Granted, not the best signature in the world, but still perfectly legal. 当然,这不是世界上最好的签名,但仍然完全合法。 What would happen if I passed a
List<String>
to that method? 如果我将
List<String>
传递给该方法会发生什么? According to the signature, it returns a List<? extends String>
根据签名,它返回一个
List<? extends String>
List<? extends String>
. List<? extends String>
。 If Java disallowed that type, it'd be impossible to use this method for List<String>
(or at least, it'd be impossible to use the return value). 如果Java不允许使用该类型,则不可能将此方法用于
List<String>
(或者至少,不可能使用返回值)。
Secondarily, the extends
syntax is still useful in this case, since List<String>
and List<? extends String>
其次,在这种情况下,
extends
语法仍然有用,因为List<String>
和List<? extends String>
List<? extends String>
have different restrictions -- specifically, you can't add anything but a null
literal to List<? extends String>
List<? extends String>
有不同的限制 - 具体来说,你不能向List<? extends String>
添加除null
文字之外的任何内容List<? extends String>
List<? extends String>
. List<? extends String>
。 I'll sometimes use ? extends
我有时会用
? extends
? extends
to signify that a collection is read-only (since the only T
s you can pass in are null
), and ? super
? extends
表示集合是只读的(因为你可以传入的唯一T
是null
),并且? super
? super
to signify write-only (since you can only get out T
s as Object
). ? super
表示只写(因为你只能将T
s作为Object
)。 This isn't completely fool-proof (you can still call remove methods, pass in null
s, downcast, etc) but serves as a gentle reminder of how the collection is probably meant to be used. 这不是完全万无一失的(你仍然可以调用remove方法,传入
null
s,downcast等),但它可以温和地提醒你如何使用这个集合。
The compiler doesn't really take note of that fact, because it doesn't matter. 编译器并没有真正注意到这一事实,因为它并不重要。
String
s are still allowed in the list, and in the final product, the possibility of anything extending String
is not found. String
仍然允许在列表中,并且在最终产品中,找不到任何扩展String
的可能性。 After erasure , it comes out like this: 擦除后 ,它出现如下:
public void addStrings(List list)
As you can see, there is now no suggestions of a class extending String
. 如您所见,现在没有关于扩展
String
的类的建议。 If you do create a class extending String
, that will be itself a compile error. 如果你确实创建了一个扩展
String
的类,那么它本身就是一个编译错误。 There's no need for javac to worry about that. javac不需要担心这一点。

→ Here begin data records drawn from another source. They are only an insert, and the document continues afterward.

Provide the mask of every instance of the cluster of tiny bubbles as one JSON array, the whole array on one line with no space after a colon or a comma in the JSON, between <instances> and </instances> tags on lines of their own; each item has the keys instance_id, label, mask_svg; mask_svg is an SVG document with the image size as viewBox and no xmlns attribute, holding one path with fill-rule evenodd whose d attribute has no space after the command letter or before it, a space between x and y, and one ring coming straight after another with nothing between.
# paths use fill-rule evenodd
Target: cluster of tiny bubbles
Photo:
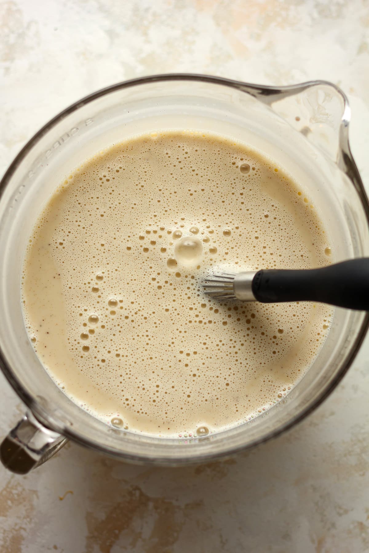
<instances>
[{"instance_id":1,"label":"cluster of tiny bubbles","mask_svg":"<svg viewBox=\"0 0 369 553\"><path fill-rule=\"evenodd\" d=\"M190 131L115 144L72 176L35 227L28 253L40 260L25 269L23 290L38 353L52 356L52 321L66 328L68 374L91 385L83 381L80 403L117 428L187 437L242 424L284 397L319 353L331 307L227 302L201 283L219 270L330 263L307 193L246 145ZM38 288L45 251L64 309L41 325L32 305L52 305Z\"/></svg>"}]
</instances>

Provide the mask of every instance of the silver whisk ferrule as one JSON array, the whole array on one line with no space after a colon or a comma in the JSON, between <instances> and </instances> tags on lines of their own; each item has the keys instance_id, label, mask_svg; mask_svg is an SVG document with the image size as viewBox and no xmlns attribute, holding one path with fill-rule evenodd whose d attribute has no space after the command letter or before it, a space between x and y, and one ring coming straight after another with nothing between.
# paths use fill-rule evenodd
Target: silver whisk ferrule
<instances>
[{"instance_id":1,"label":"silver whisk ferrule","mask_svg":"<svg viewBox=\"0 0 369 553\"><path fill-rule=\"evenodd\" d=\"M252 281L257 271L243 273L220 273L211 278L205 279L205 293L217 299L256 301L252 292Z\"/></svg>"}]
</instances>

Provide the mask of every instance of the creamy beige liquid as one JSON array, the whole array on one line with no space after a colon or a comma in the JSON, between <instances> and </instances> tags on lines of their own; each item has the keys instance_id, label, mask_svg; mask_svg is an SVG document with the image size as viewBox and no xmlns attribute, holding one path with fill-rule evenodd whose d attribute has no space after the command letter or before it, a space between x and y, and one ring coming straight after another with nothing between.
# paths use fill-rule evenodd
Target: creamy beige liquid
<instances>
[{"instance_id":1,"label":"creamy beige liquid","mask_svg":"<svg viewBox=\"0 0 369 553\"><path fill-rule=\"evenodd\" d=\"M86 161L30 238L24 317L77 404L133 431L205 435L262 413L311 364L332 307L221 303L212 270L310 268L331 253L313 199L213 134L163 132Z\"/></svg>"}]
</instances>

The type system does not consider List<String>
and List<? extends String>
类型系统不考虑
List<String>
和List<? extends String>
List<? extends String>
equivalent, even though at the time of compiling, String
has no subtypes other than itself, therefore any object that is a List<? extends String>
List<? extends String>
equivalent,即使在编译时, String
没有自身以外的子类型,因此任何对象都是List<? extends String>
List<? extends String>
must also be a List<String>
. List<? extends String>
也必须是List<String>
。
One explanation is that final
is not final - it's ok to remove final
from a class and nothing should break: http://docs.oracle.com/javase/specs/jls/se7/html/jls-13.html#jls-13.4.2 一种解释是,
final
不是最终的 - 可以从类中删除final
并且没有任何内容可以破解: http : //docs.oracle.com/javase/specs/jls/se7/html/jls-13.html#jls- 13.4.2
It's not without precedence that the type system takes final
into consideration; 并不是没有优先考虑类型系统
final
考虑; for example, we cannot cast a String
to a Runnable
, because the compiler figures that if an object is String
, it cannot be some unknown subclass that implements Runnable
. 例如,我们不能将一个
String
转换为Runnable
,因为编译器认为如果一个对象是String
,它不能是一个实现Runnable
未知子类。
If we want generics also to make reasoning like that and deduce that List<String>
and List<? extends String>
如果我们希望泛型也能像这样推理并推导出
List<String>
和List<? extends String>
List<? extends String>
are equivalent, it'll make typing rules even more complicated. List<? extends String>
是等价的,它会使输入规则更加复杂。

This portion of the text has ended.